According to Rudaw correspondent in Diyarbakir, Mashala Dakak, since the announcement of the state of emergency in Turkey by President Recep Tayyip Erdogan last week, the police have raided many schools and offices of many organizations in and around Diyarbakir.
The organizations are accused and suspected of connection with the Fethullah Gulen movement, which Erdogan has blamed for staging the failed coup attempt to depose him.
Erdogan said in a speech over the weekend that 13,000 people have been arrested in connection to the coup attempt.
Activists and foreign observers however, believe the number is in the tens of thousands that include military personnel, judges, teachers and government employees.
The crackdowns are interpreted as Erdogan’s own attempt for absolute control of the state.
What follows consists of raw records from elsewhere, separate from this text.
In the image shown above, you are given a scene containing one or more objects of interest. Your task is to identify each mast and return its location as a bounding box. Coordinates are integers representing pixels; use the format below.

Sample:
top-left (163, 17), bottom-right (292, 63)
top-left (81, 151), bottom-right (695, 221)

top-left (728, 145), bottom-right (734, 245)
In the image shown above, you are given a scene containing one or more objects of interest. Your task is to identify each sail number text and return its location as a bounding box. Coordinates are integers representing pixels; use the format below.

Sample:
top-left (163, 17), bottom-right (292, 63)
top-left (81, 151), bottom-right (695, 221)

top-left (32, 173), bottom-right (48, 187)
Kurdish activists and civil society organizations have been subject to police raids and arrests in the past. This time however, the target in Kurdish areas such as Diyarbakir seems focused on organizations and personnel linked to Gulen’s Hizmet movement.
Both president Erdogan and Turkey’s Foreign Minister Mevlut Cavusoglu have insisted that the United States must extradite Gulen to be tried for orchestrating the coup.
Turkish Prime Minister Binali Yildirim said that Ankara has sent an official request to Washington for Gulen’s extradition.
“We have sent four dossiers to the United States for the extradition of the terrorist chief,” he told a meeting of the ruling Justice and Development Party (AKP), according to Turkey’s Anadolu agency.
The US State Department’s deputy spokesman Mark Toner confirmed that Turkey had sent materials “which we are in the process of analyzing,” in order to ascertain if Turkey’s claims about Gulen are true.